What I was hoping to do with this thread was to get a feel for what medics and EMT's would like to got on a continual basis for CEU training. There are skills I would like to train on myself (Cric, Needle Decompression, Drug Refresher etc) because I don't do them every day.

If you worked for a service that provided training over and above the basics (ACLS, CPR, PALS, PHTLS etc) what would you liked covered?

I'd like to see PEPP mandatory for all BLS providers, at least in PA. I don't believe the current EMT course touches base on many necessary topics.

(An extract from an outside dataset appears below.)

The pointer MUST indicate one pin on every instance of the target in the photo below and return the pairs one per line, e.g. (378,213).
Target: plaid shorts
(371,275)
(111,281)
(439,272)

More than that, I'd like to see better resuscitator equipment be available to EMS providers. Disposable, none of that hella expensive stuff that >can< be sterilized.

All we carry is three BVM's. Standard sizes, Ambu Spur's. For neonate, we only have smaller masks, for the infant bag. They need to make a neonate BVM, and market it to EMS. The resp. guy in the ER always said "why don't you have one of these" pointing at his silicone neo BVM, much smaller, made for premies, and another for newborns. Not just a different size of mask. I asked where to get them, he didn't know, but he said they cost $280.00 each. My service said no-effing-way, even if I could get them, six units, each would need one of each of the 3 pc. set. that's over $840.00 per unit. We know that when they shuffle us out in the rcv'ing ER, we would never see them again b/c most ER's won't be equipped such as a peds hospital is.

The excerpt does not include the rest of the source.